Manage Your 'Screen Name' for a Successful Job Search

lovely woman in rabbit costume...
ShutterstockWhat do you do when recruiters are Googling you, but you share a name with a Playboy playmate?

When someone (like a recruiter) searches for you on Google or LinkedIn, who pops up on their computer screen: you, or other people with a name that's the same or similar to your own?

Many job seekers think that not appearing in search results is demonstrating maturity and good taste. In fact, invisibility (having no entries in the first page of search results in a search on their name) makes them vulnerable to mistaken identity and, also, to looking out-of-date. Either result can end an opportunity--perhaps many opportunities.

Employers research job applicants

Like anyone contemplating an expensive "purchase," employers research job candidates on the Internet using search engines before they hire someone. A CareerBuilder study showed that a "bad hire" (someone who doesn't work out) can cost the employer as much as $50,000. So a new hire is an expensive risk, and researching candidates before hiring them is a good way for employers to try to avoid a costly mistake.

Recent studies show between 50 percent and 90 percent of employers perform those searches, and that number has been increasing. In the last three years, I haven't spoken with a single recruiter who didn't answer "yes" to the question about online research of candidates. Often, they do the research before they interview the candidate--and certainly before they hire the candidate. What they find is very important to those candidates' chances of landing a job.

Why job seekers should research their names

I recently helped a job seeker who is a computer programmer determine the best name to use for her job search. I found some very interesting people, associated with different versions of her name, including the following:

• A Playboy "Playmate of the Month" from a couple of years ago
• The mug shot of a woman being sought by the police for stabbing her boyfriend
• The obituary of 93-year old woman who died in a different part of the country
• An interior decorator with a great deal of visibility, including appearances on national TV

The job seeker opted to use the version of her name associated with the obituary, since that was the version of she used most often--and clearly, if she was applying for a job, she wasn't dead. She avoided the other versions of her name because she didn't want a potential employer to think she was wanted by the law or had experience and visibility in a field an employer would not expect--or necessarily want--for a programmer.

Self-defense for job seekers

People often shy away from Googling themselves because they don't want to be accused of "ego surfing," which sounds very shallow and self-centered. Ignore that concern.
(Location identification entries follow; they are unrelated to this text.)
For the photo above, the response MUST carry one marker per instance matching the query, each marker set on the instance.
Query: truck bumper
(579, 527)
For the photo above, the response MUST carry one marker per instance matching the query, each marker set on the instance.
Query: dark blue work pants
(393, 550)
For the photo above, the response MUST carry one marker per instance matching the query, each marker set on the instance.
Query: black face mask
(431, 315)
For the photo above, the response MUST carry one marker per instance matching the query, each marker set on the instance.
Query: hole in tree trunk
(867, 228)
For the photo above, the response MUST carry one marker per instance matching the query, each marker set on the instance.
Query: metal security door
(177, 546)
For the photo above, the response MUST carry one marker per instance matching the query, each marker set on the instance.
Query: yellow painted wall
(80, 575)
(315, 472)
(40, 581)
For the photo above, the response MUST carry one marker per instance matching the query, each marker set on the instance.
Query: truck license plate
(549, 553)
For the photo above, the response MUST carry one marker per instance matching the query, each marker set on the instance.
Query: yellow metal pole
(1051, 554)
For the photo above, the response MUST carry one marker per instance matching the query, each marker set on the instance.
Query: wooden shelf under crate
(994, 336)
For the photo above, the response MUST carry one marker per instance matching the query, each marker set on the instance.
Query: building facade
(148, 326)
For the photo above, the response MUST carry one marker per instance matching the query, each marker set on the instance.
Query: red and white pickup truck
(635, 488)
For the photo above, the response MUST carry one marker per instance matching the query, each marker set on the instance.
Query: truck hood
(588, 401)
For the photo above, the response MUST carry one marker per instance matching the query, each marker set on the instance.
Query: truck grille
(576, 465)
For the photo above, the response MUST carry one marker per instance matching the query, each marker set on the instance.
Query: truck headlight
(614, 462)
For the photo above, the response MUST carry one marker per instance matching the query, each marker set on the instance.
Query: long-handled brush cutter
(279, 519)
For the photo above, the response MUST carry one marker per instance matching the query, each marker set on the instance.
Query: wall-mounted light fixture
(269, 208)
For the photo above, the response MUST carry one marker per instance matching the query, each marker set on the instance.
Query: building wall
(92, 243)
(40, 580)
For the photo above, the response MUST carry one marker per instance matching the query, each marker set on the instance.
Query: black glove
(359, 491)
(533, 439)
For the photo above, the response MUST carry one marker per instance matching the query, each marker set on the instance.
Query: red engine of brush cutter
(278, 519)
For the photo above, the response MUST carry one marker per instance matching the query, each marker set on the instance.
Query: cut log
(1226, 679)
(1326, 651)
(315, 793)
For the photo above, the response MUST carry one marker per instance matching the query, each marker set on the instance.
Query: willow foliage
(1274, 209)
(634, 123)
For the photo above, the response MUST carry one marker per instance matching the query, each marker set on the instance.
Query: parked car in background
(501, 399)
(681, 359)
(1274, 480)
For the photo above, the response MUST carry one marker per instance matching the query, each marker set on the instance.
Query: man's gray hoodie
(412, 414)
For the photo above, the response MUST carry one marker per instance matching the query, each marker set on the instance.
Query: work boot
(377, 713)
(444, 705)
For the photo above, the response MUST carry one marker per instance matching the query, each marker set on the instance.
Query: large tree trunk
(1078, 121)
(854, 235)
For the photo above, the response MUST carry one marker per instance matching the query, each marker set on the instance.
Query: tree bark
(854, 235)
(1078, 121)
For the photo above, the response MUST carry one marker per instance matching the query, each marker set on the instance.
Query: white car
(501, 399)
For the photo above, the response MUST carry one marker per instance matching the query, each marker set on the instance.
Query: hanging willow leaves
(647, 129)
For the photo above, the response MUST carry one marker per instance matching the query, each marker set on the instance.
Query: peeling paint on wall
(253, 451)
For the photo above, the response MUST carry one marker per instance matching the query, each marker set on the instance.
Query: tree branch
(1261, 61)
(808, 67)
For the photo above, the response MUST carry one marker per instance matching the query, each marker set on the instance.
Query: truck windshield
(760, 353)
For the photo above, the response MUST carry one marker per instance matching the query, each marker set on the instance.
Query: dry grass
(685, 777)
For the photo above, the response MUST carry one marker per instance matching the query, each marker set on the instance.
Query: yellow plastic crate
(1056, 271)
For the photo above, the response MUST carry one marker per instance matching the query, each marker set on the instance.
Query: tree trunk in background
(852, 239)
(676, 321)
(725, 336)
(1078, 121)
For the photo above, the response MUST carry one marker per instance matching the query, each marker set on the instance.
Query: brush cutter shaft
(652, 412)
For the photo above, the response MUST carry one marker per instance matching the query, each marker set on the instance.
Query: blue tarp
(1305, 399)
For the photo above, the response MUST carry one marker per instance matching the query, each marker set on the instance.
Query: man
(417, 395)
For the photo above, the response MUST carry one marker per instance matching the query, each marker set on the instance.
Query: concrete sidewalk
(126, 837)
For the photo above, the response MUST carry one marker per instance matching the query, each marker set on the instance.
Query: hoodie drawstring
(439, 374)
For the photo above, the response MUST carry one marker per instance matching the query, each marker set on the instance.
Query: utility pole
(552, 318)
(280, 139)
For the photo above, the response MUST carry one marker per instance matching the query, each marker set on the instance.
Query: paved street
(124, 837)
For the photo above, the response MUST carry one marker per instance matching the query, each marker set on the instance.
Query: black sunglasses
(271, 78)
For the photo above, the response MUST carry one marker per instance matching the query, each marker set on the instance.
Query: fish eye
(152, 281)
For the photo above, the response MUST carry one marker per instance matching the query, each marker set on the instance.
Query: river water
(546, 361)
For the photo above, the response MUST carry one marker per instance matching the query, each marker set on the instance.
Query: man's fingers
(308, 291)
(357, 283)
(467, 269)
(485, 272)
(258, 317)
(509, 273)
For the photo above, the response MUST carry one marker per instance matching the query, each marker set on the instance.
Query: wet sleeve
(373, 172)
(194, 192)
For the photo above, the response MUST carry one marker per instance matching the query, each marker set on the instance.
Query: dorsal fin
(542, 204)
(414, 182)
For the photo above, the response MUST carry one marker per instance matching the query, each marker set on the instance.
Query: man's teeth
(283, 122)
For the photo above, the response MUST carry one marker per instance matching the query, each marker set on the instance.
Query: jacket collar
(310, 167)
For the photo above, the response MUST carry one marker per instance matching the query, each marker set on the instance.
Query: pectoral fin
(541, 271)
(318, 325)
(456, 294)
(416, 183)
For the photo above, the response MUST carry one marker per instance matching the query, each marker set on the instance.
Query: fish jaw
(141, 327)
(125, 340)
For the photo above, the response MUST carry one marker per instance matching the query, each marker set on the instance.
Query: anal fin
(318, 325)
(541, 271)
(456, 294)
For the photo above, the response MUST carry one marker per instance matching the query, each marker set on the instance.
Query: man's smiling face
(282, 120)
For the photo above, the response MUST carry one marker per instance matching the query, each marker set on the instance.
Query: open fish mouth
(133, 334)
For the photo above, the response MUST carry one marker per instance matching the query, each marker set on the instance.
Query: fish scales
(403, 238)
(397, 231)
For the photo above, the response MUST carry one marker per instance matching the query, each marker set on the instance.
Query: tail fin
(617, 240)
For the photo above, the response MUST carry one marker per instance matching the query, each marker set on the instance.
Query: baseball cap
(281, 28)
Considering the example above, I call searching on your name "defensive Googling," because that's what it is. Defensive!

You can't address or fix a problem if you don't know you have one. Know what Google will show an employer associated with your name. Otherwise, you are at risk of being disqualified because of someone else's activities, or because something you have posted shows you in a bad light.
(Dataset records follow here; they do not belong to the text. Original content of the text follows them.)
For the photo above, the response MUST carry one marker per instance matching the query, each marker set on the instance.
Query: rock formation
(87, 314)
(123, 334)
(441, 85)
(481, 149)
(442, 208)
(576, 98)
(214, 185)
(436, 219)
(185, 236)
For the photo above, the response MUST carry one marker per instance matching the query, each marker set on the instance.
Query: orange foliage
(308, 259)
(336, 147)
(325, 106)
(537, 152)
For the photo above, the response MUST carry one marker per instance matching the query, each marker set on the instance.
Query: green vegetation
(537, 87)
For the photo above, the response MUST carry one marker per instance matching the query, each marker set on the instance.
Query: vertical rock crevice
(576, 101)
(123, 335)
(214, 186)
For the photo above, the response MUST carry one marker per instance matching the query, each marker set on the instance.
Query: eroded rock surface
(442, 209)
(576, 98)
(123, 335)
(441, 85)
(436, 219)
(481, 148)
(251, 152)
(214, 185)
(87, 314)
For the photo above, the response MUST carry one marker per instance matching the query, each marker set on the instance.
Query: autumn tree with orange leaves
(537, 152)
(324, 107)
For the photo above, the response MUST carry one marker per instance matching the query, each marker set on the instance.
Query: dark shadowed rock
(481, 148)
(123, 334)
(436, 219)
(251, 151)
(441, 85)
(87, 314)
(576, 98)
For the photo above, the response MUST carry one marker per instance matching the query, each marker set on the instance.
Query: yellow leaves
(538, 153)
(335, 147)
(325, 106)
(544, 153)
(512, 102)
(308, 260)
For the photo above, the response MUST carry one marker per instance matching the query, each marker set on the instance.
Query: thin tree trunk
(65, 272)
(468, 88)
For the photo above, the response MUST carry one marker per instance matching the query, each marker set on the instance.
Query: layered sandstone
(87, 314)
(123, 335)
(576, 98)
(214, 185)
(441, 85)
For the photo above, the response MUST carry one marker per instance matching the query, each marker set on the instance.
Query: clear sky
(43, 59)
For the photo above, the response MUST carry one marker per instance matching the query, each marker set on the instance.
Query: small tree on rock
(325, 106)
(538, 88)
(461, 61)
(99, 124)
The best strategy is to regularly (at least once a month) search in Google and Bing to see what is being shown to employers related to your name. Search on the version of your name you use on LinkedIn and in your resumes. Then search on other versions of your name--with and without your middle name or middle initial. You're trying to find a "clean" version of your name--one without anyone else's "digital dirt" stuck to it--and to avoid versions of your name that could lead a potential employer to avoid you.

Be consistent!

When you find a clean version of your name, consistently use that version of your name for your professional visibility. This doesn't mean that you need to legally change your name. You simply choose the best version to use for your LinkedIn profile, resume, and other job search activities and visibility.

A job seeker I know called himself Edward, Ed, or Eddie, depending on the job he was applying for. On LinkedIn, he called himself "Edward J." This created confusion for employers trying to research him, so Ed now officially calls himself "Edward J." on all of his job search documents and professional visibility. This "connects the dots" for employers and recruiters researching him.